大方の反応は「どん引き」でしょう。誰にも相談せず自分で決めたことだ、と彼女は言います。それを撮影し公式サイトで世界中にさらしているのは彼女の所属する事務所です。
今は彼女のしたことでなくて、さらされた姿の異様さが独り歩きしています。芸能アイドル、人気商売であるならば、男女交際についてある程度の枠がはめられることもあるでしょう。それを逸脱した見せしめとして、このような方法がとられたこと、私は彼女のファンでも何でもありませんしだいたい名前も聞いたことがなかったが、いま感じる不快さはマックスです。
やりすぎと言われることを承知で同情引き、あるいは話題作りとしてあえてやっているのだとしたら、論外。いま話題となっているいじめ体罰と関連付けて批判している人も多いようです。もちろんそういう見方もできるでしょう。
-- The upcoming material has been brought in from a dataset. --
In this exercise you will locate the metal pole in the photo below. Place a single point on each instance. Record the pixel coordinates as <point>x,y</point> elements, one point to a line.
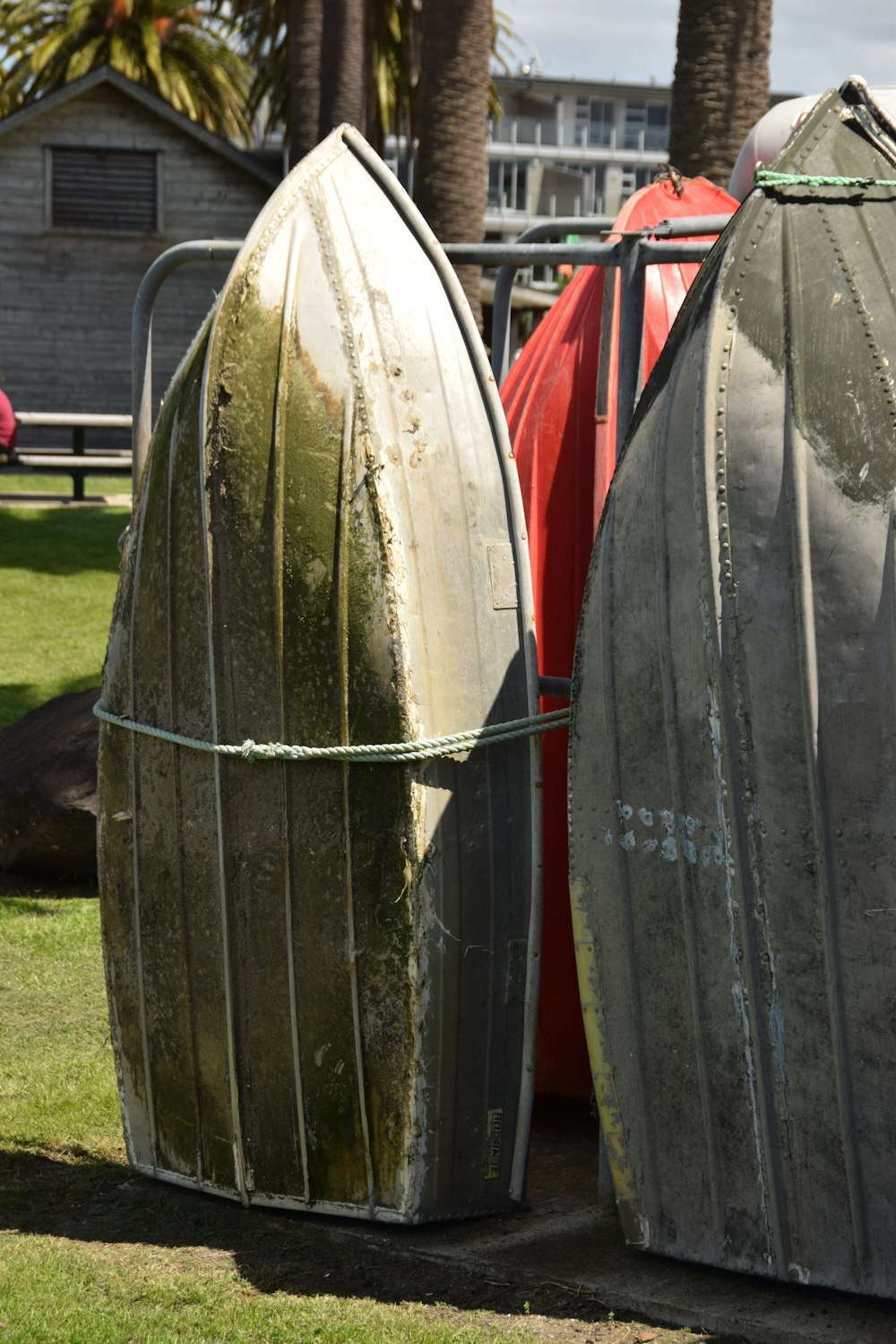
<point>630,335</point>
<point>78,449</point>
<point>203,249</point>
<point>504,281</point>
女性が髪を切られ丸坊主になる…私は男なので、髪を切ることがどれほどつらいことかは、想像するしかありません。例えになるのかどうか、ヤクザが小指を詰めることと比較しても、肉体的な苦痛はなくても精神的な苦痛がいかほどかと考えると、心が痛みます。矛盾するようですが、これはもう彼女自身の傷心、屈辱云々を超えたところで、人の感情を逆撫でしている事態なのではとさえ思います。
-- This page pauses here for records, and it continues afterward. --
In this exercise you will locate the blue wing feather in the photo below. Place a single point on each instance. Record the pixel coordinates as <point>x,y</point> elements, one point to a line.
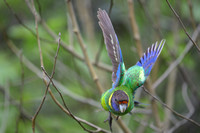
<point>150,56</point>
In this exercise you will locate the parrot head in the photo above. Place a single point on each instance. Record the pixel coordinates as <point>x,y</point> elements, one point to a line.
<point>120,101</point>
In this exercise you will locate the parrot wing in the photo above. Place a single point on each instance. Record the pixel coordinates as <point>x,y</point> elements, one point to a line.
<point>149,57</point>
<point>112,46</point>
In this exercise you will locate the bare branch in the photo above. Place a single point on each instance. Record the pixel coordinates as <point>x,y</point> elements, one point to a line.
<point>191,14</point>
<point>178,60</point>
<point>189,106</point>
<point>65,90</point>
<point>136,34</point>
<point>173,111</point>
<point>140,52</point>
<point>5,113</point>
<point>183,26</point>
<point>82,45</point>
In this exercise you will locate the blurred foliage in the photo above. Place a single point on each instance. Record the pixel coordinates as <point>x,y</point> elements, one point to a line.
<point>74,74</point>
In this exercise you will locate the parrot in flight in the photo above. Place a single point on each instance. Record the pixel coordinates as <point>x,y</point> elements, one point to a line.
<point>119,99</point>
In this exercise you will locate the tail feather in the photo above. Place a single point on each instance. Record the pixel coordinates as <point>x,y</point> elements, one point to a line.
<point>150,56</point>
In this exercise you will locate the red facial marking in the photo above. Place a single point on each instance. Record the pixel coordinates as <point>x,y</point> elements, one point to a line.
<point>123,102</point>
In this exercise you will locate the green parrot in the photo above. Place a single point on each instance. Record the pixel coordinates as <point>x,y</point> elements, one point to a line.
<point>119,100</point>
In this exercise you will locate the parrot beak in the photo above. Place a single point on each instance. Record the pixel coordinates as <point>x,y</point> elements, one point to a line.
<point>122,108</point>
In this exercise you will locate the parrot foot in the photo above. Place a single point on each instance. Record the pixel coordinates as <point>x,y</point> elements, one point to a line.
<point>139,104</point>
<point>117,117</point>
<point>109,119</point>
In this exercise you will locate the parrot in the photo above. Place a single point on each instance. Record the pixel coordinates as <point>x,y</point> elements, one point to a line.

第二次大戦中、ドイツに占領されていたフランス。駐留していたドイツ兵と恋におちた女性が何人もいました。中には子供を宿した人も。ドイツが敗れフランスが解放されたとき、住民は敵兵と交わった女性をつかまえて髪を切り、街中を歩かせて裏切り者とののしり、さらし者にしました。報道写真家ロバート・キャパによる一枚をご存知の方も多いと思います。現代史のおぞましい瞬間を切り取った見事な写真です。赤ん坊を固く抱きしめて歩く女性をあざけり笑う人々に注がれる、カメラマンの厳しい視線を感じます。
繰り返しますが、タレントの男女交際がどうこうというのではないのです。私にはそんなこと関係ない。女性が坊主頭になって「謝罪」する姿の重さを、このアイドルを取り巻く人たち、どれだけ考えたのでしょうね。